Airship 1.0 steers towards secure cloud provisioning

By Julia Schmidt
-
Airship 1.0 steers towards secure cloud provisioning

The community behind OpenStack Foundation supported Airship, a collection of tools for configuring, deploying, and maintaining Kubernetes environments, has released its first major version. Airship 1.0 features security and resiliency improvements over earlier versions, with additional continuous integration and tooling enhancements.

In the last couple of months, Airship has been fitted with etcd backup functionality and better liveness and readiness probes, which are meant – along with additions to MaaS services and networking – to improve the system’s resiliency. Chart linting gates and automation to uplift Airship and OSH components in versions.yaml to the latest master have been included to facilitate a smoother continuous integration process.

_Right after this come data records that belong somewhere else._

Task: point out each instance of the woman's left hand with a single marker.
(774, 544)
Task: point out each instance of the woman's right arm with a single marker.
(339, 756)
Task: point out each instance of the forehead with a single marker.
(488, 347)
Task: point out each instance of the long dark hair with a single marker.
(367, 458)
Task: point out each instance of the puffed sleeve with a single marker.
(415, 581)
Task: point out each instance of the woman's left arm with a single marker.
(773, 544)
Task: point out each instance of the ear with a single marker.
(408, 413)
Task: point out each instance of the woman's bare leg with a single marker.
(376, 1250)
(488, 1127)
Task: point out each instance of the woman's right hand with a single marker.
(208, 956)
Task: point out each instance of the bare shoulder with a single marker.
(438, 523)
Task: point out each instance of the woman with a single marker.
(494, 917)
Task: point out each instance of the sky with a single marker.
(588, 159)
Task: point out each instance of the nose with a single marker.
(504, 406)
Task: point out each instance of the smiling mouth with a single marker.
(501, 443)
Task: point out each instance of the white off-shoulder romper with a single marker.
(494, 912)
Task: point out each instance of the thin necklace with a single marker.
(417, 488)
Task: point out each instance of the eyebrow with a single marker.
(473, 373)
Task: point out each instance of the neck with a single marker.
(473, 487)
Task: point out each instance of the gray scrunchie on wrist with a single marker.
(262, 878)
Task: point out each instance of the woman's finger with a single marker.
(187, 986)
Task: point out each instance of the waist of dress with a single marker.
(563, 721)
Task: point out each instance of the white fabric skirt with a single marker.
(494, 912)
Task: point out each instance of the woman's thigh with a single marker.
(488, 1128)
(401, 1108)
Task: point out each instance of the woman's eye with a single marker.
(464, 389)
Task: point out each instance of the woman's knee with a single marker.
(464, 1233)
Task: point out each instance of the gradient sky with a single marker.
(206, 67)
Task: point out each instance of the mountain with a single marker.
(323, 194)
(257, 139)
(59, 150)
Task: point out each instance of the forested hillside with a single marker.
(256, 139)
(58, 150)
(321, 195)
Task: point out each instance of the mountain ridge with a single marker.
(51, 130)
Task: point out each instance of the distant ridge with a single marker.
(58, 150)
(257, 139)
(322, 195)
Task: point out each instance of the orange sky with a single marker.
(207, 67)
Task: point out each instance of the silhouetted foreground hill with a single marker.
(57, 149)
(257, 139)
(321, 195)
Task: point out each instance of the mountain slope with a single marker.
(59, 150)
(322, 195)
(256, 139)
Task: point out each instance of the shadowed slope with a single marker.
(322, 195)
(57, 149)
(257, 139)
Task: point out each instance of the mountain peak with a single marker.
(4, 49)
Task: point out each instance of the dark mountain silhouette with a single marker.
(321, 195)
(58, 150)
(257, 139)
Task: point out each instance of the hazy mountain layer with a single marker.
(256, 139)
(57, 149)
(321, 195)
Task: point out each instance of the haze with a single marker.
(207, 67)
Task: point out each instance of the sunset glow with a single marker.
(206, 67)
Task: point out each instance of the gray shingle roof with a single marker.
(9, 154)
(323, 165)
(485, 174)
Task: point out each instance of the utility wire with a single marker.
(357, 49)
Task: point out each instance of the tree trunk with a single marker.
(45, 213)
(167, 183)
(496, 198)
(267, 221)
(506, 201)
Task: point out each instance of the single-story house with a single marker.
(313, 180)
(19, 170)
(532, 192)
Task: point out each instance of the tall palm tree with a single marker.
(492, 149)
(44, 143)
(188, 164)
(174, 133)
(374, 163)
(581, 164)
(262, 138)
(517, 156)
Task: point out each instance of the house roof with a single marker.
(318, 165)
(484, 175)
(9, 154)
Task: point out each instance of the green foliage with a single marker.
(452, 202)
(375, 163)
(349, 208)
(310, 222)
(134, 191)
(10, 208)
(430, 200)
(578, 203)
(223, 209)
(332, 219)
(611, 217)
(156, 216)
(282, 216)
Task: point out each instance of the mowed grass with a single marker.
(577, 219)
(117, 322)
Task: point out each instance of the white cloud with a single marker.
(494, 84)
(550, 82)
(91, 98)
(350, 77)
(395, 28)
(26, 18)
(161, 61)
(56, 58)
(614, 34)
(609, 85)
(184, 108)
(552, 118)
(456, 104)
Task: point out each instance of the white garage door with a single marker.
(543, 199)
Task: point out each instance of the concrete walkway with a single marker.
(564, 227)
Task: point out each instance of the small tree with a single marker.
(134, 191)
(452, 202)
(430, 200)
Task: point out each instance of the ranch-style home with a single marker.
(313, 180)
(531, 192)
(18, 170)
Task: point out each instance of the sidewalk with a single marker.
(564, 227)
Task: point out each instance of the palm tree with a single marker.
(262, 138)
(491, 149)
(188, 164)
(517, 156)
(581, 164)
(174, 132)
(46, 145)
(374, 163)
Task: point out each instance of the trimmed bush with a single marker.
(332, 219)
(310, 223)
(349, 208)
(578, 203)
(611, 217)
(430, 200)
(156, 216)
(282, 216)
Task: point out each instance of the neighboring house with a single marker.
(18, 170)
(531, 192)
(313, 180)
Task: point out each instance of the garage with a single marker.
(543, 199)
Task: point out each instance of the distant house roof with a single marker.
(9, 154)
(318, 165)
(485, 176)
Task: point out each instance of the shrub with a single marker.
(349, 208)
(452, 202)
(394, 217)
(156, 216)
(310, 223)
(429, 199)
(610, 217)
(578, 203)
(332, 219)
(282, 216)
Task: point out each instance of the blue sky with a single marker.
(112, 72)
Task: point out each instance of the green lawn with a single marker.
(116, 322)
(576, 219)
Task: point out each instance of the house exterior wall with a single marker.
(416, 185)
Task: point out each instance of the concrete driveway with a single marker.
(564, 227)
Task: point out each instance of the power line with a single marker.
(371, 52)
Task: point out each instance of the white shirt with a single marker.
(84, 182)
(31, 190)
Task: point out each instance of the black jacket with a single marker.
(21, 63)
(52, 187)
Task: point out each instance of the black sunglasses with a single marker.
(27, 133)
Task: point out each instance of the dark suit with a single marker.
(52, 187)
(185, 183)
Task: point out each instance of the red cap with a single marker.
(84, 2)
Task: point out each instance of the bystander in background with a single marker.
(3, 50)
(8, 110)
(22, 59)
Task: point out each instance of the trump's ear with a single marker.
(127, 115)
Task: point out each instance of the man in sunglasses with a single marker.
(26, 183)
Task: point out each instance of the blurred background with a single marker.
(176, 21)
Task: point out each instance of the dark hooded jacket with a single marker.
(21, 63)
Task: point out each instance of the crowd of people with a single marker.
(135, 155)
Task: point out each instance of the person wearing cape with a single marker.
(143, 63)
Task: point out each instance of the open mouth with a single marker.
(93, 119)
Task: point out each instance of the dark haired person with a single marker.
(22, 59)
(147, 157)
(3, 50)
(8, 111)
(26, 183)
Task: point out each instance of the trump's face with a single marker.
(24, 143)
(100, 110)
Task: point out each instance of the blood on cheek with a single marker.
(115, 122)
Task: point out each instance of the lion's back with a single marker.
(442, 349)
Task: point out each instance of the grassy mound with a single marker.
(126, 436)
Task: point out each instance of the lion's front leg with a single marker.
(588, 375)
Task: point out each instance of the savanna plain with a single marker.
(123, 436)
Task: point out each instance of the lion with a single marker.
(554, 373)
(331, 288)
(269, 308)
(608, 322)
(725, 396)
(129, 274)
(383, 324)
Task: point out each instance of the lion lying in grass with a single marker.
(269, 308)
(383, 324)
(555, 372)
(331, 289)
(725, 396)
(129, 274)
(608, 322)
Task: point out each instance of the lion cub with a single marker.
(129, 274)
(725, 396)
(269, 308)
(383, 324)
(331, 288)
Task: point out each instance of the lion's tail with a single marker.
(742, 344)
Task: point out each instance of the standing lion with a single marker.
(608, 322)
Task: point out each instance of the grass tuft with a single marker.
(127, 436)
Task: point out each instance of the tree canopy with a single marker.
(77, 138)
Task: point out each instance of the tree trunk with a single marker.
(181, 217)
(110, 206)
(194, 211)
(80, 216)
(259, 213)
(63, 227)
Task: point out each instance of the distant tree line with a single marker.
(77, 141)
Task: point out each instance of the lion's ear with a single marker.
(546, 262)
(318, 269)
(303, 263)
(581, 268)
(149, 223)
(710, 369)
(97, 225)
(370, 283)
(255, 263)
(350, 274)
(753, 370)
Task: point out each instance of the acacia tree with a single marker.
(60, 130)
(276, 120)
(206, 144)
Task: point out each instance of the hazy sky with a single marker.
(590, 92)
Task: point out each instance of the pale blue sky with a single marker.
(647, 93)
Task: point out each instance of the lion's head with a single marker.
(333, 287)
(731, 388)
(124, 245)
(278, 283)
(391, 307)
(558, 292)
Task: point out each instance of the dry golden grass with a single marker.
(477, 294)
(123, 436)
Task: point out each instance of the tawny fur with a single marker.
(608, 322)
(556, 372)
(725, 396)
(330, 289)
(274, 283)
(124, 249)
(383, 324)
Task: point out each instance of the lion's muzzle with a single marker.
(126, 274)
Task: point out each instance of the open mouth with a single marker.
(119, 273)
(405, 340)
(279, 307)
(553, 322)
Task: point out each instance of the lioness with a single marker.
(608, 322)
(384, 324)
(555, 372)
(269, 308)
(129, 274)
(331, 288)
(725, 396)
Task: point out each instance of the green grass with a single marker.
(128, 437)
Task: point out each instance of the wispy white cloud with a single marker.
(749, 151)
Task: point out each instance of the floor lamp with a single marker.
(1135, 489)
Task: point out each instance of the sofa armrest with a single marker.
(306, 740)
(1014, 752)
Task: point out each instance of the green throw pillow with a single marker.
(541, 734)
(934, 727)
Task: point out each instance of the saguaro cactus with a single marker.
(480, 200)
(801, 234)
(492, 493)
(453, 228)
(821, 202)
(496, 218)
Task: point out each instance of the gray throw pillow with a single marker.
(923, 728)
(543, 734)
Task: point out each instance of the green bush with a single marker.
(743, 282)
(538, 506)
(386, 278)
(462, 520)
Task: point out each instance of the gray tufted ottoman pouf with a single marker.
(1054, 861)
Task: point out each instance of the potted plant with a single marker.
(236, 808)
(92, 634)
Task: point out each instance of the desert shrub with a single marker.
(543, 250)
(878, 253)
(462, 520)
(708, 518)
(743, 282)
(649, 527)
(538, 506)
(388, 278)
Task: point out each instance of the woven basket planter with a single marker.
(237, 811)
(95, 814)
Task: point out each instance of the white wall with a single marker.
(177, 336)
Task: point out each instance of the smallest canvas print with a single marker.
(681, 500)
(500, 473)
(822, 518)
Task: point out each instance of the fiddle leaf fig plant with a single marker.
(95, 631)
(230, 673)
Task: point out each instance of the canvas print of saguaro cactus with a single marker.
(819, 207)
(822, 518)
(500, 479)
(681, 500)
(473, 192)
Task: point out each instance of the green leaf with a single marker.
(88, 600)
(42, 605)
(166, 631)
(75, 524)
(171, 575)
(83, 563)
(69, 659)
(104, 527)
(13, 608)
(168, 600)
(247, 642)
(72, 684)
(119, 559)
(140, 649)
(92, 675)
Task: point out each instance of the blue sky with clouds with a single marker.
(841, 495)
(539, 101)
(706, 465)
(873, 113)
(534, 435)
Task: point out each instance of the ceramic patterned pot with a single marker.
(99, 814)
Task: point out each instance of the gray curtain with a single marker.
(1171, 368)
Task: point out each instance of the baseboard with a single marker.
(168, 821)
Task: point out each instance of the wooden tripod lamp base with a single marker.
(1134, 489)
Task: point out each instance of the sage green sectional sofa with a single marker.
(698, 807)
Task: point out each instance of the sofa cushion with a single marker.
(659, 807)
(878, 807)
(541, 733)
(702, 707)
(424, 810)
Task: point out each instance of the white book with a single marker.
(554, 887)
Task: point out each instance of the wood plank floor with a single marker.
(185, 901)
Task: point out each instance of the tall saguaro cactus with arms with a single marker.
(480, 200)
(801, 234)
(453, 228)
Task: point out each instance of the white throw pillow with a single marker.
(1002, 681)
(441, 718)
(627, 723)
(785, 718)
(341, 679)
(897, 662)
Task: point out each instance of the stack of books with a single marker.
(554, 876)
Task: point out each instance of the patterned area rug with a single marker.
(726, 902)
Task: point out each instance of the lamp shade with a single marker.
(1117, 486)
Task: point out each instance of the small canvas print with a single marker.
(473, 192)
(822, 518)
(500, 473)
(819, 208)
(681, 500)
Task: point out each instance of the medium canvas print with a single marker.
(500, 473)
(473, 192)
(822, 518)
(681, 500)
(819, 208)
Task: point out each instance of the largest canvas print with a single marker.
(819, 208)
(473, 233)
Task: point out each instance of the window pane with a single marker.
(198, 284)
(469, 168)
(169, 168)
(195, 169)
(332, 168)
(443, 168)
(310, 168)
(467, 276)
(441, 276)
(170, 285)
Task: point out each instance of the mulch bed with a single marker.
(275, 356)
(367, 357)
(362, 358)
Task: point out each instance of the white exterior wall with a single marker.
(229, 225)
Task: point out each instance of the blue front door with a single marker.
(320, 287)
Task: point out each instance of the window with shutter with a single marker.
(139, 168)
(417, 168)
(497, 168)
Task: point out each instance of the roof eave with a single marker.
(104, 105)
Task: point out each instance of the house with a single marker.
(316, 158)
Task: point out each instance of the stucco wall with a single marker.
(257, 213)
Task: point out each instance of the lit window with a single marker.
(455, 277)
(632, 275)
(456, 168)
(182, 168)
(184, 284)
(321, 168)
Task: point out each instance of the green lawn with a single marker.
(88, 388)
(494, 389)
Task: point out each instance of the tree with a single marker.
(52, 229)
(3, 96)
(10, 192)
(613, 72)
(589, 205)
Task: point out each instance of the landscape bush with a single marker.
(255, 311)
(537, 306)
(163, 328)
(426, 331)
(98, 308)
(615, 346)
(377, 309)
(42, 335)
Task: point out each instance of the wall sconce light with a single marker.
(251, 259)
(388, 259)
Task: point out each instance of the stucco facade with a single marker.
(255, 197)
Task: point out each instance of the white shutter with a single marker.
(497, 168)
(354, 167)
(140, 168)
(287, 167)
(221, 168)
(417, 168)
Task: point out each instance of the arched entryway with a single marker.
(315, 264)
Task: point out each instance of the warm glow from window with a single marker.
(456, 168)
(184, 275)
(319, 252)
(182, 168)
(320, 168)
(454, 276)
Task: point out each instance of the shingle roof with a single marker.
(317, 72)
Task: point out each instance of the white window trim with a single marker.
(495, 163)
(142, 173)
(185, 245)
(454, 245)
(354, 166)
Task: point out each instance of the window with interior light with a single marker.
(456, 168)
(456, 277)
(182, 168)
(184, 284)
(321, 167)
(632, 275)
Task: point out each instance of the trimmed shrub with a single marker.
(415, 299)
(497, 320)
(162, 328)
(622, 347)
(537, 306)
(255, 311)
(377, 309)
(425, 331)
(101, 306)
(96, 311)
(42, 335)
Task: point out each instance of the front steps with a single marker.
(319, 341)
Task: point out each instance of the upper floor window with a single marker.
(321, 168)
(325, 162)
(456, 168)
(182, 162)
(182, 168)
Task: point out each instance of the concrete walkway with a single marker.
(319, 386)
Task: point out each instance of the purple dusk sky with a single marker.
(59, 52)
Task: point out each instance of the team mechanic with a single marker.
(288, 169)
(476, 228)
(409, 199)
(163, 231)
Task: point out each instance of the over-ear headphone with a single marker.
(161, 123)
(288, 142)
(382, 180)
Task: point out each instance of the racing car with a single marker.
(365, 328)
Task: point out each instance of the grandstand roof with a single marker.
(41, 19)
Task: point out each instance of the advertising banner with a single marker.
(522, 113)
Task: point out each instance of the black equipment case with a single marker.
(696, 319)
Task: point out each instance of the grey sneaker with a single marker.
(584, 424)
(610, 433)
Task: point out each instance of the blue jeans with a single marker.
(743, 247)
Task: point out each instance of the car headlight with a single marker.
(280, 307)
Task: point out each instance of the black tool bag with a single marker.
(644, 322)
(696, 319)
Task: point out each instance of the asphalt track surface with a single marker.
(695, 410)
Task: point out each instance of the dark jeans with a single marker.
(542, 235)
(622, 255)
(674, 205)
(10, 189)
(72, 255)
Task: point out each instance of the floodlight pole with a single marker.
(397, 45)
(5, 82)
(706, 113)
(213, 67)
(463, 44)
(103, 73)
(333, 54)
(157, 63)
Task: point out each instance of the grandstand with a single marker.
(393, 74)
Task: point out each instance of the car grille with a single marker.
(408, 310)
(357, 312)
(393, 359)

The containerisation community’s growing focus on security hasn’t gone unnoticed either, which is why the platform now comes with Kubernetes audit logging and user context tracing, and support for etcd encryption. Airship now also leverages OpenStack-Helm network policy primitives, Kubernetes PodSecurityPolicy admission controllers, and Linux capabilities and pod security contexts for privileged operations.

Moreover it implements admission controller best practices, while HTTP security headers have found their way into the Shipyard API, and document aggregator Pegleg now sports support for YAML encryption at rest in Git repos and random secret/PKI generation amongst other security related enhancements.

To make the adoption of the project easier, the Airship team added a simple definition for getting started, expanded the documentation for individual Airship projects, and added ops-focused guides for configuration updates and troubleshooting.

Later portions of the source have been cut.